Covid, arriva il superesperto lecce Lopalco. Pronti 209 posti in terapia intensiva

BARI – Pierluigi Lopalco, fra i massimi esperti italiani nella gestione dell’emergenza coronavirus, leccese di origine, torna in Puglia per guidare la task force regionale sul tema.

La nomina, già nota da giorni, è arrivata ufficialmente. “L’esperienza del prof. Lopalco – ha detto il governatore Emiliano – eccellenza pugliese che torna da oggi a lavorare nella sua regione, ci darà un enorme aiuto ad implementare un sistema che protegga i cittadini e le cittadine da queste epidemie. Mano a mano riusciremo a mettere in piedi le procedure e le migliori pratiche a livello internazionale. La squadra pugliese, che sta dando il massimo, da oggi è ancora più forte e autorevole”.

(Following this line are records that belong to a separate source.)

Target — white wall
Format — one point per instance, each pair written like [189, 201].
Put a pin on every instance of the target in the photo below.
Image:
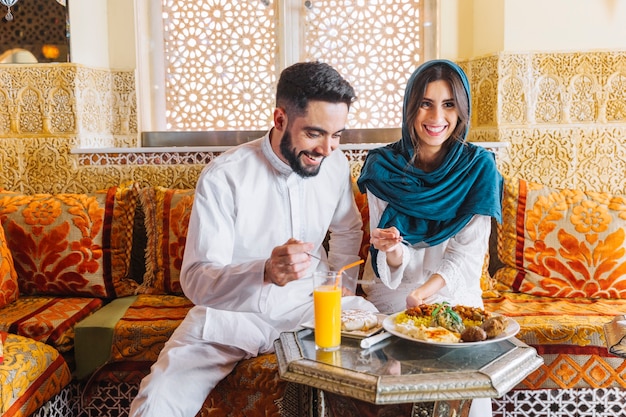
[565, 25]
[102, 33]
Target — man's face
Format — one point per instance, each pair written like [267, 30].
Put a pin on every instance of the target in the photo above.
[310, 138]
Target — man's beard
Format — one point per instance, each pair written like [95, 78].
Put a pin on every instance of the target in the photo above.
[289, 152]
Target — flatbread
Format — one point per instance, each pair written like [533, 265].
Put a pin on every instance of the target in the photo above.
[430, 334]
[358, 320]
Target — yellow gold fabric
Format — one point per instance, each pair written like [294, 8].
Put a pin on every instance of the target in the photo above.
[568, 333]
[31, 374]
[253, 389]
[72, 244]
[167, 214]
[45, 319]
[145, 327]
[8, 277]
[562, 242]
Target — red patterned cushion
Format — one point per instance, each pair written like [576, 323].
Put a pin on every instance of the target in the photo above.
[72, 244]
[3, 337]
[167, 214]
[47, 319]
[8, 277]
[562, 242]
[32, 373]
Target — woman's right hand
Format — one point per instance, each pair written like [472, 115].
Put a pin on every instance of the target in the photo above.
[388, 241]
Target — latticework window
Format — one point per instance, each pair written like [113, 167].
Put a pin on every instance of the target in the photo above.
[221, 57]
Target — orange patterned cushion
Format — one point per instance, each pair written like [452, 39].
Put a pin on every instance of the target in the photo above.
[145, 327]
[32, 373]
[562, 242]
[3, 338]
[253, 388]
[167, 214]
[72, 244]
[8, 277]
[49, 320]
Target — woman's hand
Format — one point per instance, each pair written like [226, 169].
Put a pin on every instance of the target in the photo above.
[415, 298]
[388, 241]
[419, 295]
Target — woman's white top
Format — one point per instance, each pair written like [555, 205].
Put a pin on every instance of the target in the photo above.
[459, 260]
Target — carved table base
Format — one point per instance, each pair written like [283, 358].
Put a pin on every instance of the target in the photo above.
[340, 406]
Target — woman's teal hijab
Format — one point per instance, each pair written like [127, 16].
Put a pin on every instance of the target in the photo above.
[428, 208]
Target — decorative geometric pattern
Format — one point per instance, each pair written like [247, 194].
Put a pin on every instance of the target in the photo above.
[115, 399]
[561, 403]
[220, 64]
[513, 102]
[376, 45]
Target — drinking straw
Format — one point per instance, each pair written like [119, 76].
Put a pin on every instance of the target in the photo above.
[343, 268]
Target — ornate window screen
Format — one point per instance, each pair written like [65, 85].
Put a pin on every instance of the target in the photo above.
[221, 56]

Pier Luigi Lopalco ha lavorato presso il Centro europeo per la prevenzione ed il controllo delle malattie a Stoccolma, dove è stato capo del programma per le malattie prevenibili da vaccino. Ha all’attivo oltre 170 articoli su riviste scientifiche accreditate nazionali ed internazionali.

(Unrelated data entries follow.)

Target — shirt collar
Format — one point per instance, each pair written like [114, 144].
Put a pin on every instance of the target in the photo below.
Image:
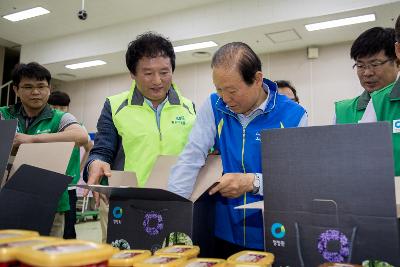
[363, 100]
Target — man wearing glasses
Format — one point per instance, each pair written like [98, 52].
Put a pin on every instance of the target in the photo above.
[39, 123]
[376, 66]
[385, 104]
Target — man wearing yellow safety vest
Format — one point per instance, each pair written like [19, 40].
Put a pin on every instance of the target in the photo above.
[150, 119]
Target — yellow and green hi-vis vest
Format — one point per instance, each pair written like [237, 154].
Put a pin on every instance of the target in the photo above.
[142, 140]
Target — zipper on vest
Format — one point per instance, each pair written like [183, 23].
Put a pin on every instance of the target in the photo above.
[243, 167]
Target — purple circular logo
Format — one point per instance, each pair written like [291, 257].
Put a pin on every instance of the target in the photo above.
[153, 223]
[333, 235]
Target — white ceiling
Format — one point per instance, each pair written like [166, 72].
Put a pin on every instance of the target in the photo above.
[60, 38]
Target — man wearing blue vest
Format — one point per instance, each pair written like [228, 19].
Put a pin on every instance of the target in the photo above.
[231, 121]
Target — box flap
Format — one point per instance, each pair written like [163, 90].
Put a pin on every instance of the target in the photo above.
[29, 200]
[259, 205]
[123, 179]
[158, 177]
[135, 193]
[49, 156]
[7, 133]
[209, 174]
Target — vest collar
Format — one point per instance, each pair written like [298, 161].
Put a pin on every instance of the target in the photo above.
[395, 94]
[269, 86]
[363, 100]
[18, 110]
[136, 98]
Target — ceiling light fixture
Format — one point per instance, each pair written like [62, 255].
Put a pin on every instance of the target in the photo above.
[26, 14]
[183, 48]
[85, 64]
[339, 22]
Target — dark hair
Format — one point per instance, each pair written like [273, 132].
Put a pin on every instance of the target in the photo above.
[397, 29]
[31, 70]
[241, 56]
[58, 98]
[149, 44]
[283, 83]
[373, 41]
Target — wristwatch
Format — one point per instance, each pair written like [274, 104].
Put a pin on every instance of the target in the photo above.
[256, 184]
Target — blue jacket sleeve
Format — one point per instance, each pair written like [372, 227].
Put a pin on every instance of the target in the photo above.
[106, 140]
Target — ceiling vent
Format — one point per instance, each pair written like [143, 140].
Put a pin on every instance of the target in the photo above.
[283, 36]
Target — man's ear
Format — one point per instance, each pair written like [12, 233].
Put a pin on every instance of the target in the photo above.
[397, 48]
[15, 88]
[259, 78]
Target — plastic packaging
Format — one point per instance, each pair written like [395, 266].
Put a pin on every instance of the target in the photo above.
[128, 257]
[251, 258]
[185, 251]
[205, 262]
[162, 261]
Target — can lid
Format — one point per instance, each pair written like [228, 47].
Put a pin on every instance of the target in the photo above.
[128, 257]
[205, 262]
[186, 251]
[65, 253]
[162, 261]
[249, 257]
[13, 233]
[10, 246]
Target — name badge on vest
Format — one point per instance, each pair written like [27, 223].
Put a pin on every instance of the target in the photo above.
[396, 126]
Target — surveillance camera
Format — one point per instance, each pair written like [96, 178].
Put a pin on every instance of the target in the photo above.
[82, 14]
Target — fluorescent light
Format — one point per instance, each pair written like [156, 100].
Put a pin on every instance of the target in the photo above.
[340, 22]
[85, 64]
[195, 46]
[27, 14]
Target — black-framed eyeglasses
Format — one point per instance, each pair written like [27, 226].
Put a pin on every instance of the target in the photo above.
[30, 88]
[373, 65]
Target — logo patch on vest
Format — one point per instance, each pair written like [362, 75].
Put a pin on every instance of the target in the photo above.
[396, 126]
[43, 131]
[179, 120]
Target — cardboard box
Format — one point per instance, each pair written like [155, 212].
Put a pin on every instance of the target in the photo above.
[28, 200]
[150, 218]
[7, 133]
[329, 194]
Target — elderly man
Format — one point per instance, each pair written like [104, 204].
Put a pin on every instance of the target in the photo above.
[231, 121]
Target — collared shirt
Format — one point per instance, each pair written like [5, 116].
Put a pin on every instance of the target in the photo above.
[157, 110]
[201, 139]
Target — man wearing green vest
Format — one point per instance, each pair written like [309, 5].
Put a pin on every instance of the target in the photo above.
[152, 118]
[376, 67]
[39, 123]
[60, 100]
[385, 105]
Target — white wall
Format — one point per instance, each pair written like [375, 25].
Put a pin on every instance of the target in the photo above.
[319, 82]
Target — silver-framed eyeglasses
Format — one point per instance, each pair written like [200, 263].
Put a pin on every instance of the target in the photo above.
[372, 65]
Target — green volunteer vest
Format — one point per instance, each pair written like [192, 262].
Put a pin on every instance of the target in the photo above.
[136, 124]
[351, 110]
[387, 108]
[47, 121]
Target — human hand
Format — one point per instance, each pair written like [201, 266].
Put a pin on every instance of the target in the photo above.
[97, 170]
[233, 185]
[23, 139]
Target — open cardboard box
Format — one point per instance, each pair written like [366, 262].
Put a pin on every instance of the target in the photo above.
[29, 198]
[152, 217]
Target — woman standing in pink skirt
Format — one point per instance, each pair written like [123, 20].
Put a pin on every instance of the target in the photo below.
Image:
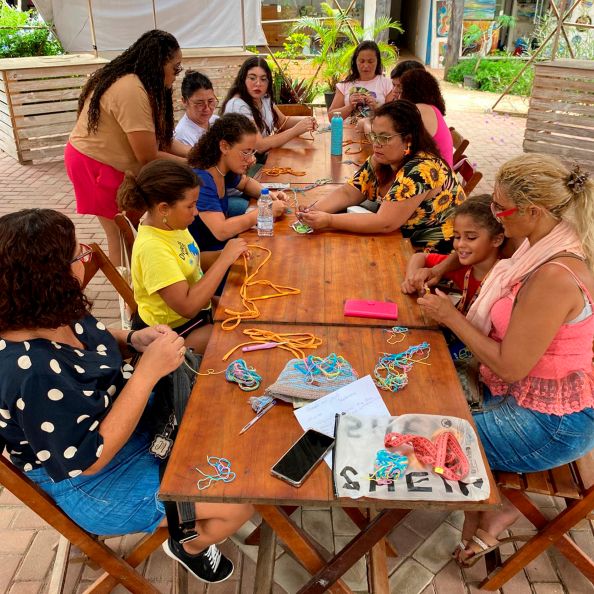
[125, 120]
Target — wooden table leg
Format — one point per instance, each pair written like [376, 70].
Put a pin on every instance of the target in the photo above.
[303, 548]
[357, 547]
[377, 573]
[266, 557]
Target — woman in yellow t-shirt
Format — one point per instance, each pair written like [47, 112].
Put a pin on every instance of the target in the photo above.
[125, 120]
[169, 284]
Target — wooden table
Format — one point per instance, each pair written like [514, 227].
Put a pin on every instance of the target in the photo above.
[218, 410]
[328, 268]
[313, 157]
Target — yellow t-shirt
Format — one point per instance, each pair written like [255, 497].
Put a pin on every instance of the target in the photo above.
[125, 107]
[160, 259]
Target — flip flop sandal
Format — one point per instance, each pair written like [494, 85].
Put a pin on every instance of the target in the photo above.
[486, 544]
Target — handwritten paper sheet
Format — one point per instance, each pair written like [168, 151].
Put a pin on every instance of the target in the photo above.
[360, 398]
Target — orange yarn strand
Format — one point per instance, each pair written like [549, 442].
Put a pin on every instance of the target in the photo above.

Intanto l’esperto ha collaborato alla stesura del piano pandemia per la definizione dei posti letto in Puglia. Entro la fine della settimana, saranno pronti 209 posti in terapia intensiva, dedicati  esclusivamente all’emergenza Covid.
Con questa disponibilità di posti si potrà far fronte a uno scenario ipotetico, calcolato sulla base dell’esperienza fatta in Lombardia, con circa 2000 infetti, di cui 1000 ricoverati in ospedale, dei quali 200 potrebbero avere bisogno di cure in terapia intensiva-rianimazione. Questo numero potrà essere ulteriormente incrementato attraverso l’utilizzo di altri posti di rianimazione disponibili nella rete pubblica. In questo modo il piano di emergenza non impatterà sulla normale operatività della rete di emergenza-urgenza.
Infine l’assistenza ai pazienti affetti da Covid-19 potrà contare su una dotazione di posti letto – al netto delle terapie intensive – esclusivamente dedicati alla patologia pari a 680 posti, ubicati presso il nuovo Dea di Lecce, l’ospedale di Copertino e l’ente ecclesiastico Miulli di Acquaviva (Ba).

Intanto 10 cosiglieri regionali hanno chiesto al governo centrale di dichiarare la Puglia, zona rossa. “C’è bisogno di misure severissime, prima che sia troppo tardi” dicono i richiedenti. Ad inoltrare la richiesta Fabiano Amati, Sergio Blasi, Paolo Campo, Enzo Colonna, Mario Conca, Francesca Franzoso, Gianni Liviano, Peppino Longo, Donato Pentassuglia e Domenico Santorsola.

La richiesta punta ad isolare i comuni dove si riscontrano casi, coordinare lo scambio di malati e medici con regioni confinanti, controllare i passeggeri in arrivo con qualunque mezzo, imponendo la quarantena, cosa già in corso da domenica notte, derogare alle norme di finanza pubblica per effettuare le spese sanitarie necessarie e indifferibili; infine, sostenere il mondo del lavoro e delle imprese attraverso la sospensione dei tributi e del pagamento mutui.